The honey bee is the only insect that humans have been able to domesticate. Bees live in colonies, in which there can be up to more than 60 000 bees in the summer. These colonies consist of one reproducing queen, the non-reproducing females, i.e. the workers, and the male bees, i.e. the drones.


The bees live in beehives that are built by the beekeeper during both the summers as well as the winters. During the summer, the size of the colony is considerably bigger than during the winter season when the queen and approximately 20 000 workers hibernate in the hive. Towards springtime, the bees that have been hibernating reach the end of their life cycle, and new bees are born from the larvae that the queen has laid and, consequently, the size of the colony increases again. In the summer, the beekeeper provides the colony and the honey that it has gathered with more space in the beehive.

The queen bee’s only duty is to lay eggs and, in doing so, to keep the colony alive and strong. The queen is distinguished from the other bees by its considerably larger abdomen. The queen spends her entire life in the beehive. After it is born, however, it goes on its so-called mating flight once and is fertilised when mating with the drones. After mating, the drones’ reason for existence has been fulfilled and they die. The fertilised queen returns to her beehive and does not leave it, unless to swarm in the event that the hive gets divided. When mating, the queen stores the sperm that she has received and can use this to lay eggs for quite many years to come. The queen lays the fertilized eggs into worker-bee cells or into queen cells, whereas the unfertilized eggs are laid into the drone cells, which are larger in size.

There are approximately 200 to 500 drones in the bee colony, and only during the summer. The drone is easily distinguished from the other bees by its different body shape. Its abdomen is blunt and it does not have a sting.

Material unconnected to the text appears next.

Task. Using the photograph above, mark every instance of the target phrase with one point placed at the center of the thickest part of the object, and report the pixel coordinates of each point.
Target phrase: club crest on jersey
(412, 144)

It enjoys full board in the colony. In other words, it is served by the workers, until it goes on its fateful mating flight. The drone’s only purpose, as such, is to fertilize a young queen bee and, consequently, to provide the workers with half of their genes. Towards late summer, the workers drive them out to stop them from consuming the winter-food supplies.

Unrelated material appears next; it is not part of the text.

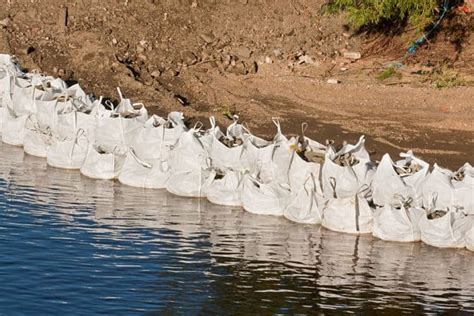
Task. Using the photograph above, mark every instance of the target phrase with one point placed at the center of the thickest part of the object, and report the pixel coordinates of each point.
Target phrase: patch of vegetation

The female workers form the majority of the bees in the colony. They do all of the work in the colony, and the distribution of work is based on their age. The younger workers stay inside the beehive working as storage and hive bees. Furthermore, they ensure that the cells are cleaned out and that the incubation temperature is correct. Next, the workers feed the older larvae for a few days, and then the young larvae for a week. After this, they produce wax by secreting it from their wax glands and they also build the wax caps to go on top of the combs. Additionally, they carry nourishment to the queen and to the drones inside the hive. For another four days, they guard the opening of the hive, i.e. the flight opening, and then they move on to become foraging bees, i.e. field bees.

DID YOU KNOW: A bee can sense the humidity of the air, based on which it knows, for example, that it should stay in the hive when it is raining. It can also “measure” the moisture level of the honey so that it knows when to cover the cells at the right time.

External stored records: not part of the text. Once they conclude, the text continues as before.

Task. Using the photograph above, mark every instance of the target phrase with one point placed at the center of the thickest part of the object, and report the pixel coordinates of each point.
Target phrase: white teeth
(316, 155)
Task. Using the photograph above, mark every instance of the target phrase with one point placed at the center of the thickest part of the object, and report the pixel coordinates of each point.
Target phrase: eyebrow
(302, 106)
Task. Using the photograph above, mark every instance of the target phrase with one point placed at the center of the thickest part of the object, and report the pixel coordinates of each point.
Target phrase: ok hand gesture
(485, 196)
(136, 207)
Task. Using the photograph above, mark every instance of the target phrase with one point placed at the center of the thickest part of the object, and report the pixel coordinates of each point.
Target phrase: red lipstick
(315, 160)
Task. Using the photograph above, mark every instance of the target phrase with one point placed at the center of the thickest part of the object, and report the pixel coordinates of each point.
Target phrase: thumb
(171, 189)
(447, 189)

The duty of the foraging bees is to visit flowers and, consequently, to perform the pollination that is important to plants, as well as to gather nectar, pollen, propolis and water. This foraging stage lasts for 1-2 weeks, during which the bee flies approximately 800 kilometres. Each foraging trip reaches no further than three kilometres from the hive at most, and the bee makes these trips until its wings become worn out and it dies. In the beehive, the bees make honey from the nectar that they have gathered.

DID YOU KNOW: Bees communicate with each other by dancing. So-called scout bees return to the beehive once they have found a nectar-rich location and then they communicate this location with accuracy by dancing. This dance also communicates the time when the nourishment is available, and the bees know how to visit the plant only when it is secreting nectar.

The production of honey begins as soon as the foraging bee has collected the nectar from the plant into its honey stomach. Already on its way to the beehive, the bee mixes enzymes into the nectar that is in its honey stomach. The hive bees continue this mixing process and then store the honey in cells. At the same time, they evaporate excess humidity from the nectar. Once the moisture content is at the correct level and the honey is ready, the bees cover the cells with a thin layer of wax. In other words, the enzymes that the bees add and the evaporation of humidity make nectar into honey! This produced honey now contains less than 20% of water, more than 70% of sugar and approximately 6% of various compounds, acids and minerals.